By David Roberts
The recently announced thaw in US-Cuba relations is a boon to all Latin America and to the region's ties with Washington. The issue of US sanctions against Cuba has dogged relations between Latin America and the US for decades, with even the more liberal, pro-market countries in the region calling for the embargo to be lifted.
Some have speculated that Venezuela, Cuba's closest ally in the region, will now be isolated as Havana looks more to the US, leaving Caracas as something of a lone wolf in its ranting and raving against Washington. That appears to be wishful thinking. Cuba and the US are not suddenly going to become the best of chums.
The decision to restore full diplomatic ties and loosen the economic and travel restrictions (including the ability of US citizens to travel to Cuba, a restriction that smacks of a totalitarian state) is highly significant, even historic as Barack Obama put it. But major change is not going to come overnight, and the likes of McDonalds and Starbucks are not suddenly going to pop up in Havana and Santiago de Cuba.
For a start, the US already has a large diplomatic mission in the Cuban capital, and economic restrictions have been partially lifted in recent years, while Cuba itself has been undergoing a process of gradual and very partial economic liberalization. What is more, to end the embargo altogether will require the approval of the US congress, where the Republicans will now control both houses and will surely not vote in favor.
But the hope and expectation is that, as relations improve during the last two years of the Obama administration, support for the embargo will fade with the benefits of closer political and economic ties becoming evident, and whoever succeeds him will have the backing to end the patently ineffective embargo. That, in turn, would mean the Cuban regime would no longer have an excuse – as the embargo has been for the last 50 years – for stifling democratic change and using it as a scapegoat (with some justification) for the country's economic woes.

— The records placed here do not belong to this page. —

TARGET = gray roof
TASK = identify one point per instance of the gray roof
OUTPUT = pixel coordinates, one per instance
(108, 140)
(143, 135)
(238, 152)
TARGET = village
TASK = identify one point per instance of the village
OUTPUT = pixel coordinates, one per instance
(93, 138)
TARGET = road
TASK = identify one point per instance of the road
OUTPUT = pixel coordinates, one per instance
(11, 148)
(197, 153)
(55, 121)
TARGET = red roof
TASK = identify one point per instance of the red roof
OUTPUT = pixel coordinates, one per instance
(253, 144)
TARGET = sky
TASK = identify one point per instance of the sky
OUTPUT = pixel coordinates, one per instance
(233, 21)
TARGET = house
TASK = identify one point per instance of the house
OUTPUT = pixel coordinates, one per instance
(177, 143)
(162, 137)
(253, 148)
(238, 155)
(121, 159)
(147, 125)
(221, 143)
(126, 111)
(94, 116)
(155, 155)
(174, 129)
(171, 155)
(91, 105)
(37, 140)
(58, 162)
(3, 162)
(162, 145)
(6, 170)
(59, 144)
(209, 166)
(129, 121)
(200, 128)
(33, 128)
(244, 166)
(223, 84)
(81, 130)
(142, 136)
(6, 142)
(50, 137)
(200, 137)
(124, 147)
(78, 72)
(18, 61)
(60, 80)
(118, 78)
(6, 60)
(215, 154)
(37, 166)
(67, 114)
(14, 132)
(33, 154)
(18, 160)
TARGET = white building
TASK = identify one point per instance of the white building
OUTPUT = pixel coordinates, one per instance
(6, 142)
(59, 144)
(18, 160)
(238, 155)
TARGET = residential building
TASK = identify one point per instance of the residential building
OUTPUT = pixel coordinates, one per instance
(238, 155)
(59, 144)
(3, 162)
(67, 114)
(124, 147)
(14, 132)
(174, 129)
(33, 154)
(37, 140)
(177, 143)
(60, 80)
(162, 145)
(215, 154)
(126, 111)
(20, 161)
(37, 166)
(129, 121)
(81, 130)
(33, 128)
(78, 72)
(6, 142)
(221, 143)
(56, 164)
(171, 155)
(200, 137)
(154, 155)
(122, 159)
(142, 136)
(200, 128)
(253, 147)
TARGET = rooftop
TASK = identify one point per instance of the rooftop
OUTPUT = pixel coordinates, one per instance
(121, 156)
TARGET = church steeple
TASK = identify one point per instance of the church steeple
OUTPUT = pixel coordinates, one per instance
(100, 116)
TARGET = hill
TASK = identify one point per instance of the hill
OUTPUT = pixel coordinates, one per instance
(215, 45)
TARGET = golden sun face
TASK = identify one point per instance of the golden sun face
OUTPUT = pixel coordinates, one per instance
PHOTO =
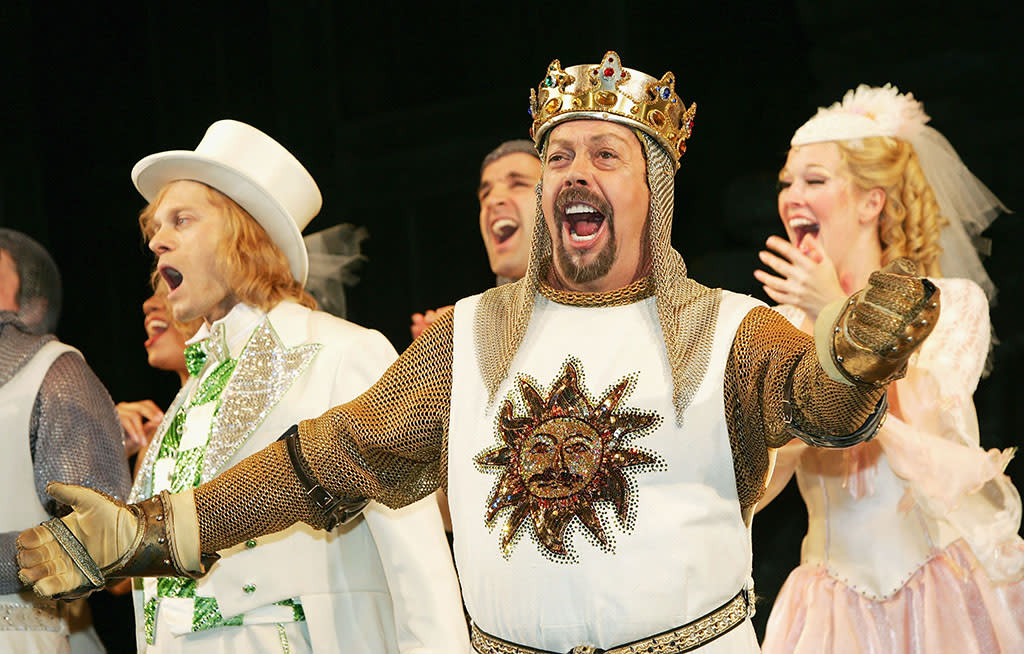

At the same time, scrapping the embargo would be good for business in the US and elsewhere – given the dire economic straits that Cuba's oil benefactor Venezuela is in, and with crude prices in freefall, shouldn't US companies help Cuba develop its own hydrocarbon resources?
Finally, and almost as an aside, a big unknown in all this is the role of Fidel Castro. Did he approve of the secret talks with Washington and the agreement between his brother Raúl and Obama? Was he involved in the process? Could the agreement have been reached if he were still in charge? We've heard nothing from Fidel so far.
Whatever the case, many have said that real change could not happen in Cuba while the Castro brothers are still alive. It seems those people could, thankfully, be proved wrong, and that would be of benefit to the whole of the Americas.